Yes, and what I describe is related to this. But so far there is no IMHO fully satisfactory model that implements all these things. There are several research programs and I have tried to skim what others have done and I share fragments of ideas from a number of people working on different ideas:

- C. Rovelli (the orginal reasoing begind relational QM is good, but not the finish)
- Smolin(evolving law and CNS)
- Ariel Caticha(physical law as rules of inference; he tries to "derive" General relativity from the rules of inference, applied to physical systems rather than human brains)
- Olaf Dreyer(internal relativity; relating to the "inside view" I talk about)
- Zurek(what the observer knows, is inseparable from what the observer IS; however I don't fully belong to Zureks decoherence camp, in my view that's aprt of the story not all of it.) etc.
- Penrose also has some interesting thoughts on combinatorical approaches, but he is too much of a realist for my taste.

Try to find some common denominators above, and it's getting closer to what I'm talking about.

/Fredrik
 
  • #130
Needless to say the mathematical model of this is still in progress but there are several ways to associate results from some of the semi-classical QG results with the ideas I envision, that might provide a angle that makes the crazy stuff more appealing.

One this is the randomness of black hole radiation, and the problem of informationloss. In my picture, I expect that eventually the black hole radation contains no information, from the point of view of the black hole (here the black hole takes the role of the observer). However, it can still contain information relative to an outside observer. It has to do with relative complexity.

A simple observer, can not decode the information from a sufficiently complex source, so this means it contains no information. It's observer to be just noise.
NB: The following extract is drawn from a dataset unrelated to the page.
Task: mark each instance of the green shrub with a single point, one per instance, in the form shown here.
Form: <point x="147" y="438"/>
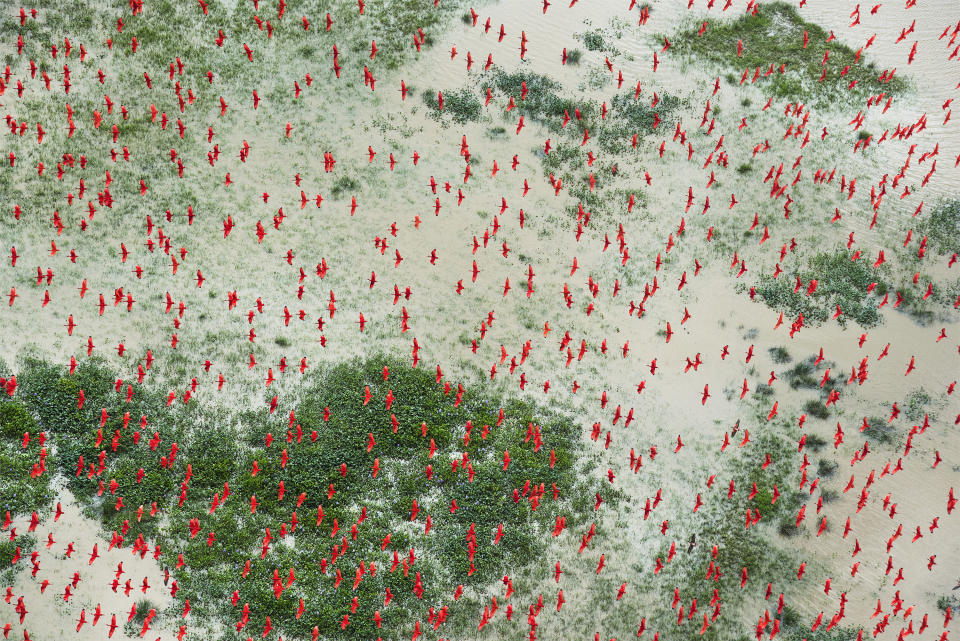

It would also be in line with that a small black hole, would radiate in a "less random" faishon as judged from an outside observer. the information content in the radiation is not a property of the radiation itself, it depends on the observer.

In particularly interesting would be to ponder about the exact interaction pattern and stability of very small black holes. Quite possible, these would, if they are stable by some yet unknown quantum rules (just like Quantum theory explains the stability of atoms) would not actually be perceived as black holes to a large outside observer, but rather as particles. It's not totally impossible that the subatomic forces are quantum versions of blach hole interactions. The point would be that the continuum approxiation from GR first of all would be totally invalid. Most probalby there are no physical singularities. but all this no one knows, all we have now are various different semi-classical attempts to probe this domain.